The Dawson Memorial
American Hellenic Educational Progressive AssociationDistrict 17 – Dawson Memorial Project
An AHEPA project honoring the miners of Dawson, New Mexico who died in 1913 and 1923.
The Dawson coal mine was a complex of several mines about thirty miles west of Raton, New Mexico. Mining began there prior to 1900 by one J. B. Dawson who had purchased 3,700 acres of land that encompassed a major coal deposit. A small town soon sprang up, and in 1905, the Phelps Dodge Corporation bought the mine to provide fuel for its copper mining operations. The mines would produce more than 33,000,000 tons of coal before shutting down in April, 1950.
The miners, who worked Dawson as well as mines throughout the west, were a diverse lot. Prominent among them were many Italians and Greeks. By 1913, the town numbered some 6,000 residents, among them my grandfather and grandmother, newly married that same year.
Phelps Dodge was a safety minded company but the dangers of coal dust were not recognized at the time. On October 22, 1913 at 3:10 PM, an enormous explosion occurred in mine number 2. It was ultimately determined that a dynamite charge had ignited coal dust in the mine and 263 miners died in the resulting blast. There were twenty-three survivors, including one George Mavroidis, who escaped a blast of gas and was taken out unconscious. Of the dead, 130 were Italians with the Greeks being the next largest group. Phelps Dodge paid all funeral expenses and gave each widow $1000 and child of a dead miner $200.
Once the cause of the disaster was understood, the company implemented many safety practices to try to prevent further accidents. The 1913 accident had occurred because a miner set off a dynamite charge against company rules. The miner, who died with the others, was never identified. Even with stricter measures, a problem with the dust suppression system led to yet another major explosion on February 8, 1923. In this accident, another 120 miners died. Of the only two survivors, one was Charles Skandale (Skandalis) from Crete and the other, an Italian named Felini Martini.

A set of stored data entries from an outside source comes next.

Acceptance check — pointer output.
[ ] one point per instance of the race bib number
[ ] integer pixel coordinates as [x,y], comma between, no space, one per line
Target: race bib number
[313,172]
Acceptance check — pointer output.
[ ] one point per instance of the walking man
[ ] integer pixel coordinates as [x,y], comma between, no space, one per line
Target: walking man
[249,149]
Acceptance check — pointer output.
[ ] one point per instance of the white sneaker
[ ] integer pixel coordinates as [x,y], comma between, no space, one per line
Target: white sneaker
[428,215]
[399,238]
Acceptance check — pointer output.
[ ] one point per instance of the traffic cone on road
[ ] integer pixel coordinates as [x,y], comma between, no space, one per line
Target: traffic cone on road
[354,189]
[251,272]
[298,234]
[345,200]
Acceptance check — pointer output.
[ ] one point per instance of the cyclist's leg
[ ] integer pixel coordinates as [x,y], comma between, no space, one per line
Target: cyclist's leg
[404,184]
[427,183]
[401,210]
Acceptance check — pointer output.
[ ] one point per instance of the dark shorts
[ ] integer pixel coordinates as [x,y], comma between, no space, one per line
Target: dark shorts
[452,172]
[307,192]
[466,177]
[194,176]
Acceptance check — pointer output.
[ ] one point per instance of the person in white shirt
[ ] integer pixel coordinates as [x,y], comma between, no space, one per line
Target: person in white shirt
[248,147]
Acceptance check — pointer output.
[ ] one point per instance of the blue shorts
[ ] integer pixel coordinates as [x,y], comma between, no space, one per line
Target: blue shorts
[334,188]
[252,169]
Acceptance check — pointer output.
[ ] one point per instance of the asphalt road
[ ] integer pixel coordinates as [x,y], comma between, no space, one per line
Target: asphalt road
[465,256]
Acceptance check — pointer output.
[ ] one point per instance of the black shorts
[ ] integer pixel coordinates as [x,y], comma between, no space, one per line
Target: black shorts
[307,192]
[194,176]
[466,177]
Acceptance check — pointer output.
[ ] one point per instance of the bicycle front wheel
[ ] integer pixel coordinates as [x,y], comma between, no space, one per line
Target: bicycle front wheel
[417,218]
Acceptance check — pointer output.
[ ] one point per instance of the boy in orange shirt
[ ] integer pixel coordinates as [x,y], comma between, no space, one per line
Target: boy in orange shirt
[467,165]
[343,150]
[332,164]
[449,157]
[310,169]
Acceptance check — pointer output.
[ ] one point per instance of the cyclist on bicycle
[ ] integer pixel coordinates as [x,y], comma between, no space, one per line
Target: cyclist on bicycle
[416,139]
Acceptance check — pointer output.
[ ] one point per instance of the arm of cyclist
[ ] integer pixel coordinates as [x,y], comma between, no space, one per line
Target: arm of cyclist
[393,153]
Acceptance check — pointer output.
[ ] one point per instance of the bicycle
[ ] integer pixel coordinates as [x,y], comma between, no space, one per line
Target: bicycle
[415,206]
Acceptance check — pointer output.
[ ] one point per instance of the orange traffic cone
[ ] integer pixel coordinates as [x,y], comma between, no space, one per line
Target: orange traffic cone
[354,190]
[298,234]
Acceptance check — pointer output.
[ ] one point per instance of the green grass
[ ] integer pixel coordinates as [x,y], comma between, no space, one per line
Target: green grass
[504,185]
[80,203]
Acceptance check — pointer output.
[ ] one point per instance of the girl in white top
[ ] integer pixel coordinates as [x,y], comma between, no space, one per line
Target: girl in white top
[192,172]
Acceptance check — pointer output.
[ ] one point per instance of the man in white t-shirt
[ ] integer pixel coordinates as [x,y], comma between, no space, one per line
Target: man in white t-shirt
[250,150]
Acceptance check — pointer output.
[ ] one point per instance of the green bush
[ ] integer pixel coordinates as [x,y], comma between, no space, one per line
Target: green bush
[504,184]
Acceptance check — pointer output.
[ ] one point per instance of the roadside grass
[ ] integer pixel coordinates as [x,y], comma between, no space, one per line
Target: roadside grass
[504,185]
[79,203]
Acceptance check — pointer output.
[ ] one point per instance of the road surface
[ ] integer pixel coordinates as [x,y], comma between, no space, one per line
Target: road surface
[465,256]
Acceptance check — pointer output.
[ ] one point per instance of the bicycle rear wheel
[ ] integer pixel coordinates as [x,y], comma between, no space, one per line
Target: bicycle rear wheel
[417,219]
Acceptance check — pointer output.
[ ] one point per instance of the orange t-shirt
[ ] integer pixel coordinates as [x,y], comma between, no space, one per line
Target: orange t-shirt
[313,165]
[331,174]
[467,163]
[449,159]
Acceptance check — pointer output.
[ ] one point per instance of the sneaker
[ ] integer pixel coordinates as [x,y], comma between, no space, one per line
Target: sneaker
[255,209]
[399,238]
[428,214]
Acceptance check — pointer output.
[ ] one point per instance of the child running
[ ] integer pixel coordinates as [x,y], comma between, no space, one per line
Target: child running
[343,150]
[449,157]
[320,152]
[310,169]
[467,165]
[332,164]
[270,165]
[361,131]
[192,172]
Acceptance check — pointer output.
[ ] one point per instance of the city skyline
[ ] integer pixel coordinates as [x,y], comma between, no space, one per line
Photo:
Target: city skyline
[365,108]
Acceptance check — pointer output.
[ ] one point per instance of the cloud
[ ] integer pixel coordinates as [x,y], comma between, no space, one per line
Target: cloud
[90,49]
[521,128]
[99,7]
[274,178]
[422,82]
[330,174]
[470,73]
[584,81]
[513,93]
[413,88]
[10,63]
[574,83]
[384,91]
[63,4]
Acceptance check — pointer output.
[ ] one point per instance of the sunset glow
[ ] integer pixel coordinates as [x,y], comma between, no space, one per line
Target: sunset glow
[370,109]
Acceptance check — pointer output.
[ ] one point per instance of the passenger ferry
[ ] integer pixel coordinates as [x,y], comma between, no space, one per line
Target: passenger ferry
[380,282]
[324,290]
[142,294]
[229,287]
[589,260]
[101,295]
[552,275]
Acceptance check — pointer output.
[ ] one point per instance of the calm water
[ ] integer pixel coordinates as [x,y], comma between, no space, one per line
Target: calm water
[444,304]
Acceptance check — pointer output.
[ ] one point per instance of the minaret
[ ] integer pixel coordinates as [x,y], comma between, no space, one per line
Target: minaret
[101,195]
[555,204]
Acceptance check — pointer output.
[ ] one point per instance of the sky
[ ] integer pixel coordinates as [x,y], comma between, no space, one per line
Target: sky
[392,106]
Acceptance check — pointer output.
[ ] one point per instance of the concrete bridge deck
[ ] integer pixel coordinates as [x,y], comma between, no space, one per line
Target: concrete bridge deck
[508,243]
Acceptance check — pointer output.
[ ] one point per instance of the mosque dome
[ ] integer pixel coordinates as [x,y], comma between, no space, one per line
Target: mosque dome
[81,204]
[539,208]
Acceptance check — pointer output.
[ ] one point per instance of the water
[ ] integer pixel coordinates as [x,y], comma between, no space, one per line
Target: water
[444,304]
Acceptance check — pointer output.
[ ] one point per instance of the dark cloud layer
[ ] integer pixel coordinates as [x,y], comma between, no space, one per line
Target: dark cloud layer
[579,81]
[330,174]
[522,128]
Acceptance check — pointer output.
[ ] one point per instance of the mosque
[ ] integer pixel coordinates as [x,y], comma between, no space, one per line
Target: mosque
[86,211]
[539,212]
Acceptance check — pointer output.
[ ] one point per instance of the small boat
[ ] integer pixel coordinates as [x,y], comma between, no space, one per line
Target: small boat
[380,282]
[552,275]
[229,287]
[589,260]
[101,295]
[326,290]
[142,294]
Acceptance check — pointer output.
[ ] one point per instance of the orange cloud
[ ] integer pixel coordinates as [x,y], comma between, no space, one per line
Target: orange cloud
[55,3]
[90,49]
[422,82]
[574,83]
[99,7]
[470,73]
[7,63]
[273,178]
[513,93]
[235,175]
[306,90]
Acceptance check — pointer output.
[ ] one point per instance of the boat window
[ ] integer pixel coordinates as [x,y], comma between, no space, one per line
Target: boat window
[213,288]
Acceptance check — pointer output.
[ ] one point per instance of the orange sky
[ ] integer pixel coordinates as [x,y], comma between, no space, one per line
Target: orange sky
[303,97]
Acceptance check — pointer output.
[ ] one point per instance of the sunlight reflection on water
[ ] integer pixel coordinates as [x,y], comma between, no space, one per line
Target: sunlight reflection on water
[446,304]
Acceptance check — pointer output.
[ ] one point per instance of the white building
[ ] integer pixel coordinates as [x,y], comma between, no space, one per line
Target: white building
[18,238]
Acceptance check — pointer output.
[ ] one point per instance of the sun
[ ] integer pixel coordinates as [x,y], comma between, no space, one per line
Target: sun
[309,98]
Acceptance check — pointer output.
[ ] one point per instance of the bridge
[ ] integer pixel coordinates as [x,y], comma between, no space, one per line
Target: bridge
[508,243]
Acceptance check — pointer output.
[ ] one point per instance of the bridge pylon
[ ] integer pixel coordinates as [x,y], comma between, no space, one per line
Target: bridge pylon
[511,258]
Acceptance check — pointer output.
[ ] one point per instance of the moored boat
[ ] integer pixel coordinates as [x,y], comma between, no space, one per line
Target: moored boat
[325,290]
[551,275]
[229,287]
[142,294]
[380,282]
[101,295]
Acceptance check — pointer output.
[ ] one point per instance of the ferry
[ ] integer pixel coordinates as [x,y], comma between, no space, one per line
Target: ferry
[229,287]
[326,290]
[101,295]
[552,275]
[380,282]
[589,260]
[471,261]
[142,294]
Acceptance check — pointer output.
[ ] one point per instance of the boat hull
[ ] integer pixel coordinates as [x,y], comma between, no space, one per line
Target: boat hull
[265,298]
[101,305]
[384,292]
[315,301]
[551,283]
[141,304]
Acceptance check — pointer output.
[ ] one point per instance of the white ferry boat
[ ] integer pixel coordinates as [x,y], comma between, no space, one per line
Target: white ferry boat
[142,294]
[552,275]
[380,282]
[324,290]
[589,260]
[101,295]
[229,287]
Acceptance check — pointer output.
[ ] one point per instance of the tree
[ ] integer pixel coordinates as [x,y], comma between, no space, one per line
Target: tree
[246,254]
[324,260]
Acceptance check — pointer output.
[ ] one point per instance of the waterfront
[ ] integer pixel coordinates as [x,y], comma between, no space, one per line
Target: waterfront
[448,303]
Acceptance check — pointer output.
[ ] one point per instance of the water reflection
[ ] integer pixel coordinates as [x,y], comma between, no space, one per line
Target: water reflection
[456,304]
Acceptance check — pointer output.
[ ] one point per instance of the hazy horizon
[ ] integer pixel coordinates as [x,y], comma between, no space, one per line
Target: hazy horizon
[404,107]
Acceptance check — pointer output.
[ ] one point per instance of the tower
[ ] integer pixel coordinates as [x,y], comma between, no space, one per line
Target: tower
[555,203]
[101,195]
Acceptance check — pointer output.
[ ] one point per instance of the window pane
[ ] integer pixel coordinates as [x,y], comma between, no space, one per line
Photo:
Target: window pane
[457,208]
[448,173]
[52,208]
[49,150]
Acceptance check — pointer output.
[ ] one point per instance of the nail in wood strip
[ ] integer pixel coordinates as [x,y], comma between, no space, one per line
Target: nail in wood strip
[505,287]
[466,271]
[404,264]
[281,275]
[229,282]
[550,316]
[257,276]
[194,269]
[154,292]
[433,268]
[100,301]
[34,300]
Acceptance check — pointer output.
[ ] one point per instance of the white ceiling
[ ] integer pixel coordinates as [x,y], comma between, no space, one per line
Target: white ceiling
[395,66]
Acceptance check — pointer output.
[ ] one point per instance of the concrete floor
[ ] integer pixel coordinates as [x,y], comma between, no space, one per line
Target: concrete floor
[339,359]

There is much more that can be told about Dawson. Somehow, it was dear to the people who lived there even though it was a company town. Loyalty to the town continues to this day, though the town was literally demolished after the mines closed in 1950. The Dawson Cemetery is accessible and is listed as a national historic site. The town site itself is on private land and is normally closed to public access. However, a Dawson Reunion organization exists and every two years, the ranch company that owns the land allows them access to the site. Some 200-300 people come for each reunion, those who lived and worked there, and their descendants.
The Greeks who lived and worked there have now scattered widely, mostly throughout the west. There is a family here in Fresno who were there at the time of the 1923 accident. I have met the granddaughter of Charles Skandale and know people who knew him.